Weariness dragged at him, and he ached to stop and lay down his body on the steaming forest floor and rest. He dared not, for he knew they were coming behind him. He did not hear them; he did not see them, only the blood-scent on the night wind bore any warning of their approach. The huntresses of the black jungle, the shapechangers, the Shanjama.

He did not know how long it had been since the ambush. A day? Two? The days were filled with mist, and the rains that fell at noon obscured the sky. He wandered in among the mighty trunks of the ancient trees, ever watchful for the many dangers of the highland rainforest – the snakes and venomous insects, the hungry reptiles and stalking leopards. Now he was far from the places known to men, deep in the trackless jungle, and he knew worse than vipers awaited him here.

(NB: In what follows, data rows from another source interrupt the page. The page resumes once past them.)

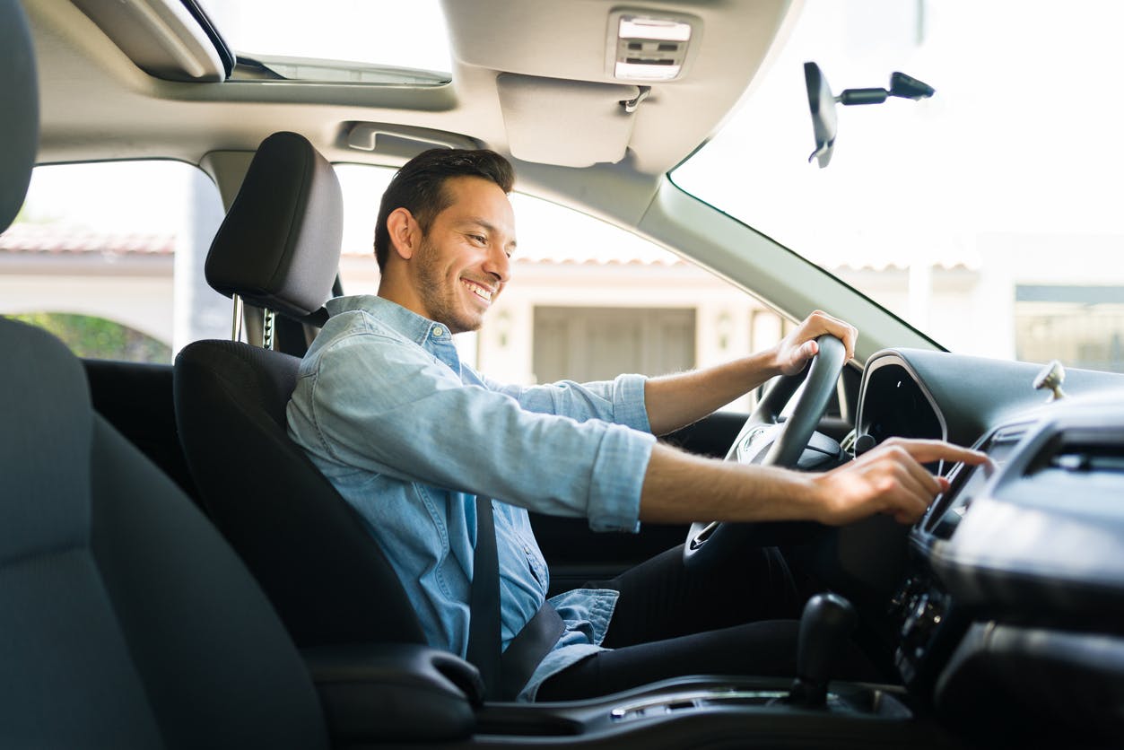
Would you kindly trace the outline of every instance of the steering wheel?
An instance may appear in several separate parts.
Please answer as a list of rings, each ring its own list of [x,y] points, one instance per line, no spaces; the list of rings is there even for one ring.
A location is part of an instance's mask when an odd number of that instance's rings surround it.
[[[795,376],[782,376],[764,395],[745,421],[737,439],[726,453],[727,461],[794,468],[812,440],[827,409],[832,390],[843,369],[846,350],[843,342],[825,334],[816,340],[819,352],[812,363]],[[791,416],[780,422],[780,414],[804,382],[804,391]],[[708,566],[727,552],[752,543],[760,523],[694,523],[683,544],[683,563]],[[770,524],[773,525],[773,524]]]

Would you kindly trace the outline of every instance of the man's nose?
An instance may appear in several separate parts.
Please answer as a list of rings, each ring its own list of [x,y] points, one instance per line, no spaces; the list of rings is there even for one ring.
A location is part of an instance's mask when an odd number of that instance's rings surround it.
[[[511,259],[501,247],[492,247],[484,261],[484,272],[496,277],[501,283],[511,278]]]

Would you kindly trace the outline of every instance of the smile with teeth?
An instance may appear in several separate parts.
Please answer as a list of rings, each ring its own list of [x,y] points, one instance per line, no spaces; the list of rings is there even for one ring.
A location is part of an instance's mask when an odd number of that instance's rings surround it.
[[[488,287],[483,287],[477,283],[475,281],[470,281],[468,279],[461,279],[461,281],[464,282],[464,286],[468,287],[469,291],[471,291],[473,295],[484,300],[486,302],[491,302],[492,295],[495,293],[491,289],[489,289]]]

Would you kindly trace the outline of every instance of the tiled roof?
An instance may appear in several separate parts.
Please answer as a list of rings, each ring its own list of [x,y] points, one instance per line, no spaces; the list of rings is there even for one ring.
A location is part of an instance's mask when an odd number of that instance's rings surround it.
[[[49,224],[16,224],[0,234],[0,253],[170,255],[174,252],[172,233],[106,233]]]
[[[631,266],[679,266],[687,261],[674,253],[629,237],[622,242],[605,238],[589,238],[584,242],[565,242],[556,237],[533,237],[536,242],[522,244],[514,260],[518,264],[544,265],[631,265]],[[16,224],[0,234],[0,254],[101,254],[101,255],[170,255],[174,253],[176,235],[173,233],[106,233],[49,224]],[[344,255],[370,256],[369,247],[345,249]],[[865,251],[860,259],[836,257],[831,263],[835,271],[905,271],[908,263],[890,253]],[[960,253],[961,257],[936,257],[934,268],[946,270],[973,270],[979,268],[979,259],[971,253]],[[827,260],[827,259],[823,259]]]

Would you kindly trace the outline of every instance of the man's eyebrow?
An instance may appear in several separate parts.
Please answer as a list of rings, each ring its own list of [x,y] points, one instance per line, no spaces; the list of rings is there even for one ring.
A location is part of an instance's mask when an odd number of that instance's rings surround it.
[[[483,227],[487,232],[491,234],[497,234],[499,232],[499,229],[496,227],[495,224],[492,224],[488,219],[482,219],[479,216],[470,216],[469,218],[464,219],[464,224],[475,224],[478,226]],[[518,243],[513,237],[511,241],[507,243],[507,246],[510,247],[511,250],[515,250],[517,244]]]

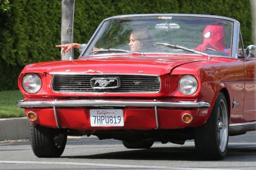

Yet he dared not turn back, for fear of the certain death that followed behind him. He had entered their taboo lands, and they would not turn aside. The witches were on his scent, and he knew he would not easily lose them. He sought a river or a stream in this hellish, humid place. Here where water dripped from every leaf and vine, where it ran down his black skin, mixed with his own sweat and rotted his scaled armor from his body hour by hour – here he would gladly slay for even a rivulet of a stream that he might use to hide his scent.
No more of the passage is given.